Kaffee ist kein Ritual, das nur dem Morgen vorbehalten ist. Für manche Menschen beginnt das eigentliche Brühen erst nach Mitternacht. Nach zwölf Uhr wird die Straße ruhig, das Licht der Stadt hinter den Vorhängen wird allmählich schwächer. Die Hektik legt sich, die Inspiration erwacht. Für Nachteulen wird Kaffee zu einer Art, mit sich selbst zu sprechen, und zu einer nächtlichen Handlung, die die fünf Sinne anregt.
Diese Handlung hat einen festen Rhythmus und eine Reihenfolge – ohne Eile, mit einem klaren Geist.
Der Auftakt der Nacht: Auswahl der Utensilien und Bohnen
Die Verwendung von Filterkaffee oder AeroPress ist die bevorzugte Wahl der meisten Nachtschwarztrinker.
Der Filterkaffee ist leise, einfach zu bedienen, benötigt nur heißes Wasser und eine Tasse; die AeroPress hingegen bietet mehr Kontrolle und Geschmacksvielfalt und eignet sich für Benutzer, die in der Nacht die Geschmacksdetails erkunden möchten.
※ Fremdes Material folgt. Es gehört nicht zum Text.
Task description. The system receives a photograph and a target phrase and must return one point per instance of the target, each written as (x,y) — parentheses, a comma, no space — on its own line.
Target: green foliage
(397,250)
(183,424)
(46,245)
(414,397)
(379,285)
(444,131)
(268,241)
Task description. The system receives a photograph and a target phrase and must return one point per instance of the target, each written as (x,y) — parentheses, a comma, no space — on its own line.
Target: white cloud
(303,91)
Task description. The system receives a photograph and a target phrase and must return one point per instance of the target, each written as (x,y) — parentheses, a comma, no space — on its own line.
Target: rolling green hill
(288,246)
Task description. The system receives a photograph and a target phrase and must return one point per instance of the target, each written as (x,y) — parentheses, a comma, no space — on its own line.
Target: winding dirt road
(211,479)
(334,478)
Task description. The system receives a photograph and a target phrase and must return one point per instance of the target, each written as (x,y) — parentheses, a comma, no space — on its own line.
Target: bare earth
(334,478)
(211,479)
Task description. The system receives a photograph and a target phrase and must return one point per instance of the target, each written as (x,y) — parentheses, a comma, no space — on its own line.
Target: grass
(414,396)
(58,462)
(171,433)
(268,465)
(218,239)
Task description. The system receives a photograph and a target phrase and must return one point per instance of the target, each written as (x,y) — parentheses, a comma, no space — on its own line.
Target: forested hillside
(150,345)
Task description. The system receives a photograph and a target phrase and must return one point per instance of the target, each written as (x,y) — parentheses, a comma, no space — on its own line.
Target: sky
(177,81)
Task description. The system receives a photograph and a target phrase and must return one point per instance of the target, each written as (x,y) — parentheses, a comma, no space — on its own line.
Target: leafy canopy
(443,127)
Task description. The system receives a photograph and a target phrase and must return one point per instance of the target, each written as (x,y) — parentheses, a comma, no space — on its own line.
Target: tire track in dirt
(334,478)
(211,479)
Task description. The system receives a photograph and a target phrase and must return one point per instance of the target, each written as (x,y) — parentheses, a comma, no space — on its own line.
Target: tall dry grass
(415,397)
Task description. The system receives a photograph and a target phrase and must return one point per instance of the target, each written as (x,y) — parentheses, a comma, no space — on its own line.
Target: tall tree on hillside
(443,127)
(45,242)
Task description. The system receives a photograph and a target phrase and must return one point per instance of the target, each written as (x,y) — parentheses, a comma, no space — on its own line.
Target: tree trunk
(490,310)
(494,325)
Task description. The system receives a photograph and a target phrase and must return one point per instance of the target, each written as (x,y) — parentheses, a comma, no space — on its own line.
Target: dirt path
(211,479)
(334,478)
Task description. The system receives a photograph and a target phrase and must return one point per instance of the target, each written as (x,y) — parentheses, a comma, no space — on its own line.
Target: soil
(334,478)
Wenn Sie Filterkaffee wählen, ist die Auswahl von mittel- bis hellgerösteten Bohnen besonders wichtig. Diese Bohnen können ohne Milch und Zucker eine reichhaltigere Geschmacksentwicklung in den vorderen, mittleren und hinteren Noten zeigen und sind nicht reizend, sodass sie den nächtlichen Körperrhythmus nicht stören.
Wenn Sie die AeroPress wählen, sollte der Mahlgrad etwas feiner als bei der Handbrühung und etwas gröber als bei der Espressozubereitung sein, 14 Gramm Kaffeepulver sind die Standardmenge. Dieses Verhältnis erreicht ein Gleichgewicht zwischen Geschmack, Intensität und Geschmacksnuancen.
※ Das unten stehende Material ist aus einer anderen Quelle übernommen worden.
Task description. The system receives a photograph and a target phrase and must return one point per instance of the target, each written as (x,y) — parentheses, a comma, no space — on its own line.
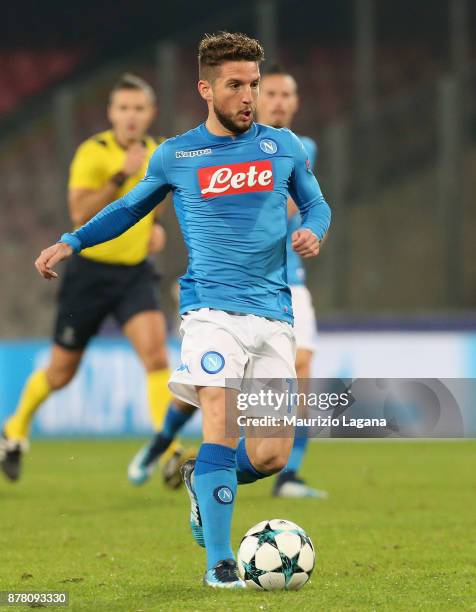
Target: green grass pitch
(398,531)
Die Vorbereitung des Wassers: Nicht nur erhitzen
Die Kontrolle der Wassertemperatur ist die erste Hürde beim nächtlichen Brühen.
Es wird nicht empfohlen, einen automatischen Wasserkocher zu verwenden. Lassen Sie das Wasser in einem traditionellen kleinen Kessel langsam kochen und dann auf die geeignete Temperatur abkühlen, das ist eine Methode, die näher am Rhythmus der Nacht ist. Die ideale Temperatur liegt zwischen 85 °C und 90 °C, dieser Temperaturbereich kann die Säure und das Aroma extrahieren, ohne die Bitterkeit oder Adstringenz, die mit hohen Temperaturen einhergeht, zu erzeugen.
Die Ruhezeit des Wassers ist die erste „Pause“ im gesamten Brühprozess. Beim Teebrauern spricht man von „Warten auf das Wasser“, beim nächtlichen Kaffee ist es dasselbe – nicht aus wissenschaftlichen Gründen, sondern um den Geist zu beruhigen.
Der erste Schritt des Brühens: Vorbrühen
Egal ob Filterkaffee oder AeroPress, das Vorbrühen ist der erste Schritt, um das Kaffeepulver zu aktivieren.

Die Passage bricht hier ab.